THUNDER BAY – Dan Criger says the Ontario Party stands for family, freedom and faith.
The Cobden, Ont. resident, running as a parachute candidate in Thunder Bay-Atikokan, says he hopes to help restore those values at Queen’s Park and in the way the province is governed if his party is elected to run Ontario in the June 2 election.
Criger, who worked at a grocery store in Thunder Bay in the mid-1970s, says many of the problems that existed in the city 45 years ago still exist today. Nothing has been done and none of the parties that are routinely elected to run the show have a willingness to make change happen.
The Ontario Party will, said Criger, an independent federal candidate in 2019 in Renfrew-Nipissing-Pembroke who plans to move to the Northern Ontario riding should he be the winning candidate next month.
Health care tops his list of areas in need of rapid change.
“Back in 1976, the province of Ontario had 6.9 beds per 1,000 people in the province. Now the population of the province has increased dramatically from then to now, but right now there are only 2.3 beds per 1,000 people,” Criger said.
“The government is spending more and more money on health care, but they’re also decreasing and decreasing and decreasing the services available to people.”
Criger said too many people lack a family physician and far too much time is spent by patients waiting in hospital emergency rooms in order to get health care.
“That is no longer acceptable,” he said. “The people in the province deserve far better for the money that they’re paying.”

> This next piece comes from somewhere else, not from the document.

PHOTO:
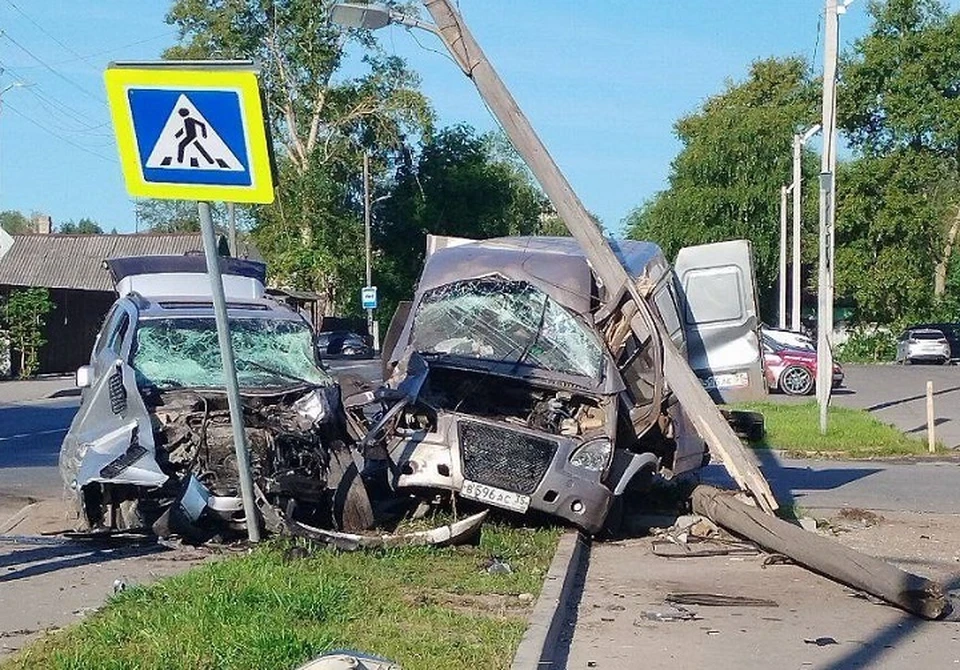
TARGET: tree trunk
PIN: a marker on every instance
(940, 273)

The other parties offer nothing but rhetoric on health-care and most, if not all, major issues.
“There’s a lot of talk, but no substance,” said Criger, a retired businessman, married to his wife Carolyn
“This has been happening for the past 45 years. They’ve used whatever the most popular divisive issue is at the time to divide the people of the province so they can go in and do what they want to do, with their ideology and just throw out the windows whatever they’ve said to people.”

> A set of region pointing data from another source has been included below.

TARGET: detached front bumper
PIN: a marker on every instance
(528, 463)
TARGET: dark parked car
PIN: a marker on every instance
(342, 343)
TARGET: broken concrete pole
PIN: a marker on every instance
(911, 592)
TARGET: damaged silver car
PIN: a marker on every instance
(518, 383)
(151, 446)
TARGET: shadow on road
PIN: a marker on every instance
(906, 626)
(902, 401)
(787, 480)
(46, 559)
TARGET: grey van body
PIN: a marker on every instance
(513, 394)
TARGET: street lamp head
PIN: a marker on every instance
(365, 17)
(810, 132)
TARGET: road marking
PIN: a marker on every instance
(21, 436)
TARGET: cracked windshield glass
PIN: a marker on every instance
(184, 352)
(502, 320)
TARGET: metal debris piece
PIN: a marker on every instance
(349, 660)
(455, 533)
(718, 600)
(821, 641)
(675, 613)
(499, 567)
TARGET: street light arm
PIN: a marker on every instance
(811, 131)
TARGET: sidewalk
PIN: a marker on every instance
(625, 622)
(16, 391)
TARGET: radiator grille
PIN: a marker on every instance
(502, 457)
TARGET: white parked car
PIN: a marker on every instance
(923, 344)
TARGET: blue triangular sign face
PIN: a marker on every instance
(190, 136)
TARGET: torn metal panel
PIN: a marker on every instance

Criger said there are all kinds of social issues in Thunder Bay that need attention, from homelessness and substance abuse, to name just two. They were issues four decades ago too, he said.
“It’s still there. There’s homelessness, there’s poverty, there’s low-income people looking for jobs who have basically just dropped off the radar, who have stopped looking for jobs because there are not enough there,” he said.